Gemini TLS Client-Server compatibility

I've set up this capsule just a few days ago and already I am dealing with first technological absurdity. One would (naively) expect that with protocol as simple Gemini, compatibility between clients and servers would be a given. A non-issue!

That's not the case. I've noticed log of Gemini server (Agate) is full of errors like:

"TLS error" error:peer is incompatible: no overlapping sigschemes

or

"TLS error" error:unexpected error: incompatible signing key

After a bit of digging, I've found that this is caused by the fact that I have used "too fancy" signature scheme when generating the certificate.

I have (naively) assumed that in the year 2023 every modern operating system supports Ed25519. OpenSSH supports it since fucking 2014.

Hahaha, no. Turns out that especially mobile Gemini clients are problematic in this regard (and one well known proxy).

Agate author is aware of this issue and has made ECDSA the default algorithm for certificate generation some time ago. It's just me who has naively used Ed25519, seeing such option present.

GitHub issue

GitHub PR related to this issue

Nevertheless, I had to make a decision - what do to with this cluster fuck. I came up with a few options.

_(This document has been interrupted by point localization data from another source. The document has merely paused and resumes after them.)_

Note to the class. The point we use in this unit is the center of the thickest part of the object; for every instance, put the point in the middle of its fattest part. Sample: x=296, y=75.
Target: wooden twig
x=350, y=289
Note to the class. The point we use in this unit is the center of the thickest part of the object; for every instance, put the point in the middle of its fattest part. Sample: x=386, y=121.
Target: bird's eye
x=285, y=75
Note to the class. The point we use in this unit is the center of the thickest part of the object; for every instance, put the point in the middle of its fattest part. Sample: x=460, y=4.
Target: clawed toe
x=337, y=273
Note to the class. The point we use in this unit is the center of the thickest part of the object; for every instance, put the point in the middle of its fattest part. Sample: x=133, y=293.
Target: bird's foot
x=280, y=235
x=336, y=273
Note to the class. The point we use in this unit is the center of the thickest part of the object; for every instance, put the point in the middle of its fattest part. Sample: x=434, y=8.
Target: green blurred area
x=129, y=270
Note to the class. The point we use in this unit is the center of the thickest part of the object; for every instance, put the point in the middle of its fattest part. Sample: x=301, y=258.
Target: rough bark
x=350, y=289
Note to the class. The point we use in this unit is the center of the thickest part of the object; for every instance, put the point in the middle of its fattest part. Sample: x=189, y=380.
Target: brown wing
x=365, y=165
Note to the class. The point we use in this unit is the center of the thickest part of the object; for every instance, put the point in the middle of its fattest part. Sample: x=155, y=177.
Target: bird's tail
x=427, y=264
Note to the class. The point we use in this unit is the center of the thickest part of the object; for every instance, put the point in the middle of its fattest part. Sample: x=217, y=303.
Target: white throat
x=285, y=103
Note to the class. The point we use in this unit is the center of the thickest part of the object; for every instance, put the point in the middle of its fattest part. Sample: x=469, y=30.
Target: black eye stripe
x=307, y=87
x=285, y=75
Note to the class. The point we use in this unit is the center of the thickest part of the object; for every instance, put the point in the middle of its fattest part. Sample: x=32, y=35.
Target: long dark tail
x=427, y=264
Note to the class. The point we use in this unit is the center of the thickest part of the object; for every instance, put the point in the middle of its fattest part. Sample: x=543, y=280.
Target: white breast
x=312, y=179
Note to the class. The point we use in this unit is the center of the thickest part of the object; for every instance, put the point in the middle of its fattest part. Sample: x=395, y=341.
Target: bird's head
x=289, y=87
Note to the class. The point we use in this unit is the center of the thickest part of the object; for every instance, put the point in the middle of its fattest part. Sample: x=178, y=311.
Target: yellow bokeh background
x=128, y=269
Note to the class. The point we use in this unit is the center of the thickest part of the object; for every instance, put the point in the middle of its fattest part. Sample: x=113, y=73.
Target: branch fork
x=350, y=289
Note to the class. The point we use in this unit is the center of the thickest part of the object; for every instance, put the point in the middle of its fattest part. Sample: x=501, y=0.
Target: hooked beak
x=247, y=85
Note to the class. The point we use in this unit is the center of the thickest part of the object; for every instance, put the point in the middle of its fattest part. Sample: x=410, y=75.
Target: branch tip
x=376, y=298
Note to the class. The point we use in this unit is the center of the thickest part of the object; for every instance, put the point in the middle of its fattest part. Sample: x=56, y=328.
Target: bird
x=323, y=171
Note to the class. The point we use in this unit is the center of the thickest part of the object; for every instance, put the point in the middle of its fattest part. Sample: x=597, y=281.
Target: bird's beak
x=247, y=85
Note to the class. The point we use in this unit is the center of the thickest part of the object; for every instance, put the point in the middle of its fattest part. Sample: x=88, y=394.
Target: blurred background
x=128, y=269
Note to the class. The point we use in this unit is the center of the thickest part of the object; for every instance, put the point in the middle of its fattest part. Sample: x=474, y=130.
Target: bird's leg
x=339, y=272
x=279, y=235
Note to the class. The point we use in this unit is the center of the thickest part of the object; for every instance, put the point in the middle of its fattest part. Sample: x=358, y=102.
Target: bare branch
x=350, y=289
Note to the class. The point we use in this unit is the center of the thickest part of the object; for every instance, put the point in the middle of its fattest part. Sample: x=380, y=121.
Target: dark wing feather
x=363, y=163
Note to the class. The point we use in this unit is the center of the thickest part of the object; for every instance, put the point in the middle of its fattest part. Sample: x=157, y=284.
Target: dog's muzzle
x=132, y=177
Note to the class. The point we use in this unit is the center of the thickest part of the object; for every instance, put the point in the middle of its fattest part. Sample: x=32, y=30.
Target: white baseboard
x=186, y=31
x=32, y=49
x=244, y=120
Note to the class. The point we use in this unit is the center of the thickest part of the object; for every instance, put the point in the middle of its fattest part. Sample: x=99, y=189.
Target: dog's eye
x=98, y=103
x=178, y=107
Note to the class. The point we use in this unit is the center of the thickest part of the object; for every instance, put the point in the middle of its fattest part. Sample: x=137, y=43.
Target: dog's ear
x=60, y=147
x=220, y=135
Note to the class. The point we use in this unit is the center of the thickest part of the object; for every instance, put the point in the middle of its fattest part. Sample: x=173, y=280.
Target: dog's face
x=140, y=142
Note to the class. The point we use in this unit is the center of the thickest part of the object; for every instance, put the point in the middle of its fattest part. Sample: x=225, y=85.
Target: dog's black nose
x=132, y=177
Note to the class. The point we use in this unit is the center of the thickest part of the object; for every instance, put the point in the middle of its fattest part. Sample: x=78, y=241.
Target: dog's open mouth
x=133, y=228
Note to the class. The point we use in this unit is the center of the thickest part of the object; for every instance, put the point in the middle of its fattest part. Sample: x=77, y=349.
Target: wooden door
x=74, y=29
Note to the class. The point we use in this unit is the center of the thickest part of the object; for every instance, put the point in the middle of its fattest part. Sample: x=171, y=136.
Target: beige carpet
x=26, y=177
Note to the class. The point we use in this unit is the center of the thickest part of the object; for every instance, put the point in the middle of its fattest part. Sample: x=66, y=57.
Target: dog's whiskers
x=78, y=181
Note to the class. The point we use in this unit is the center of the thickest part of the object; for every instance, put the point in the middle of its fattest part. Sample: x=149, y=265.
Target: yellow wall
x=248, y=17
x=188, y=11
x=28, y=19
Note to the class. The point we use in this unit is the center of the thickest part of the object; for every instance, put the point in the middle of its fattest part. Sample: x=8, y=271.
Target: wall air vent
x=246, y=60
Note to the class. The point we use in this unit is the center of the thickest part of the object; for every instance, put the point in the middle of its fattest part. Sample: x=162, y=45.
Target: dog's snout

• Do nothing about it. Fuck the mobile and proxy users and leave it as-is. They are not hardcore enough to care about them anyway. Though, I can't be sure that it's only mobile and proxy users who are affected. Obviously, some desktop clients may also have old/broken TLS libraries.
• Reduce the security of already inherently insecure protocol by not using Ed25519 keys. In theory it would be as simple as deleting the keys, then removing the --ed25519 option from the server arguments, therefore making Agate fall back to ECDSA. But then I would break TLS for everyone who already visited the site, since they have trusted they key on first use. This is just stupid. I knew that TOFU was a dumb idea, but decided to try Gemini anyway, hoping that simplicity will outweigh any problems caused by it.
• Just go back to HTTPS, with a simple statically generated site. Tempting, but not elitist enough.
• Maybe serve content over the Spartan protocol instead of Gemini. Who needs TLS when it's broken by TOFU anyway? At least Spartan does not create false pretenses of security.

Tired with this mental exercise, for now I decided to choose the first option - do nothing about it.